July 27, 2017 by Wayne.
You said your answer is the same and I
Said right okay and I
And I guess I thought if I said it fast enough or like in the right order of words through WhatsApp after the right amount of time you would think maybe after like going for brunch and lunch and drinks and shit that maybe you could
Yeah anyway it’s fine. I only think of you occasionally on Fridays at the great beer bar or after I’ve drunk a bit and stepped outside to the verandah and the bite of gold label and shitty Korean beer are enough to chew past the constant layer of repression put up by a screen of constant work. Or when I see you walking out through our work lift and you look at me blankly and walk past. Stuff like that.
So I was thinking lately that maybe Sunday worship isn’t enough to lift a broken spirit out of a broken body. And maybe that’s not even how religion works in the first place. And maybe that’s not how all this works at all. We have our choices narrowed by age and our hairlines recede and our body sprout hair in odd patches and one day you’re looking across the bar for half a night before you talk and realize she’s close to a decade younger.

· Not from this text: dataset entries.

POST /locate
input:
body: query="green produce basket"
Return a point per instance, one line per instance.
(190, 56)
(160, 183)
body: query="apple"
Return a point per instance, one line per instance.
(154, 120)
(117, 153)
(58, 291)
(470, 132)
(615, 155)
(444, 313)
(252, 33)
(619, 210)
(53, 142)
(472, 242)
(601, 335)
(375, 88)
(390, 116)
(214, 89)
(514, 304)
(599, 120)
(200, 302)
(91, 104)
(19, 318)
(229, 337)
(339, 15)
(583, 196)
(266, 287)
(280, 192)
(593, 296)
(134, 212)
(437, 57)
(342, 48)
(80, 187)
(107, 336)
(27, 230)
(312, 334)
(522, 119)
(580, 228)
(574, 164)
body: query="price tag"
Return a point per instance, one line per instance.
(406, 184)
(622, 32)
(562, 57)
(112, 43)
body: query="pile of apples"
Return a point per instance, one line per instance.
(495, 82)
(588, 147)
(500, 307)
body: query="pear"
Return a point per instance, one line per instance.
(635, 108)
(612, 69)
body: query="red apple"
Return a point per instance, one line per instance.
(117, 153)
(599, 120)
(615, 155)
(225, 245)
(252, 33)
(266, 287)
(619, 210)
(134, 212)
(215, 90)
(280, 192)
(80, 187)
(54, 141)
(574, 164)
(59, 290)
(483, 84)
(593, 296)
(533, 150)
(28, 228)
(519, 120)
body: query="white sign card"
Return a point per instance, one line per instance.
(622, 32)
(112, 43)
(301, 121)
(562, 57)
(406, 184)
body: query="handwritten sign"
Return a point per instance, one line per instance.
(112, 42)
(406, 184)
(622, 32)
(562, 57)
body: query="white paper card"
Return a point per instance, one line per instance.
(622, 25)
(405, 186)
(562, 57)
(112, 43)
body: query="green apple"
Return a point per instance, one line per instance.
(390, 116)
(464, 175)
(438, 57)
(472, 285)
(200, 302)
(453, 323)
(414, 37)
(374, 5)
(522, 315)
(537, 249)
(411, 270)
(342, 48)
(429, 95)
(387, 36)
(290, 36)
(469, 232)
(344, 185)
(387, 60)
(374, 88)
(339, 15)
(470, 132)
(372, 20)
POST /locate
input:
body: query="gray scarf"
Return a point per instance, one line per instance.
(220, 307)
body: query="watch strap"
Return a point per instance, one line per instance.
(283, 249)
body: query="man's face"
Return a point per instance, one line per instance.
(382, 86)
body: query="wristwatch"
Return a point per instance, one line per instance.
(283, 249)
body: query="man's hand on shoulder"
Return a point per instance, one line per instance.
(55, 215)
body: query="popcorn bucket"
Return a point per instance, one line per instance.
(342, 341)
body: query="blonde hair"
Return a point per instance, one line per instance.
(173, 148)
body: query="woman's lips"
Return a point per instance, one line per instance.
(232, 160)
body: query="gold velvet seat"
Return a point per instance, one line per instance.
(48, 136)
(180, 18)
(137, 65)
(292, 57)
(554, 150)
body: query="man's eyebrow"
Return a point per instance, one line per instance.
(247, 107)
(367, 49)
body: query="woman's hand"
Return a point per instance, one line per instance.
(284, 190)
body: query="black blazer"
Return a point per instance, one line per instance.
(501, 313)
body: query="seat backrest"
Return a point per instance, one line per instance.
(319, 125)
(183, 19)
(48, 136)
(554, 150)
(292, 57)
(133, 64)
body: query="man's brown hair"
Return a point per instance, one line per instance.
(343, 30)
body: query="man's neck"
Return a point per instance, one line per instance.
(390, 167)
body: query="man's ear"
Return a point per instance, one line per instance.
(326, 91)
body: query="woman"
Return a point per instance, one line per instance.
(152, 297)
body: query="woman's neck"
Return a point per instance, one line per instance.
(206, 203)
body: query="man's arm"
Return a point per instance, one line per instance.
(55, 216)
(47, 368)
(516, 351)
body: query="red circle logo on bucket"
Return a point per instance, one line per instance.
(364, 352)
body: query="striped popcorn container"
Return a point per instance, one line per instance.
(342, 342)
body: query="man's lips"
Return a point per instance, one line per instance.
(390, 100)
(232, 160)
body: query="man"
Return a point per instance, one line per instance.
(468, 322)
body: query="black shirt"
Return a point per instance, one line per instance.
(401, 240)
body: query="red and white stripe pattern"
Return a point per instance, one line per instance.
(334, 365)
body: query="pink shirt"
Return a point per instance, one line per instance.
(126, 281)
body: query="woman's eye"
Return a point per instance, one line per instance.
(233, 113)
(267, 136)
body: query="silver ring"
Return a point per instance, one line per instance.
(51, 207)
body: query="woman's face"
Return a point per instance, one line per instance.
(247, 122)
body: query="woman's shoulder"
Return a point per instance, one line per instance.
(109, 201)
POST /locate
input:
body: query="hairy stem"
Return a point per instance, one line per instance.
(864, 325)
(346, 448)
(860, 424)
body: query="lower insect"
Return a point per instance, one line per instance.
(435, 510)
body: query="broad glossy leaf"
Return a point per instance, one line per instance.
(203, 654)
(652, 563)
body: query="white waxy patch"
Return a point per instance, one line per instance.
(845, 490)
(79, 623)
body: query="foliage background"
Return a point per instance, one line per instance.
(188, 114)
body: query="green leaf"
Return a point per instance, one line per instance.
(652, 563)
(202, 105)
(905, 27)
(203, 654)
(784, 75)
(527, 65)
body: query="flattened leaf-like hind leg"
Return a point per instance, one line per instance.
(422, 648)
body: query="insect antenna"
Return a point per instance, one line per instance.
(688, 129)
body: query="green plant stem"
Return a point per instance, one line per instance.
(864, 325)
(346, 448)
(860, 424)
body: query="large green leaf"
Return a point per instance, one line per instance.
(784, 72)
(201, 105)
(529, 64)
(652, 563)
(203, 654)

And I think a decade ago I was in high school and cyber cafes and brothels where they ask in scattershot English if it’s my first time and I wonder if the truth is worth anything. She says shower first, after leading me through a mirror door. She says just lie down. And I do and I think maybe the first lie is the first of every and any and maybe if I find the right order of words on WhatsApp this too will be another lie another joke and I don’t really care for you and I don’t really think of you at all not even the times you look through me and I remember when we used to look at menus together. It’s okay. Your answer is the same and we will grow old and all those other fun things.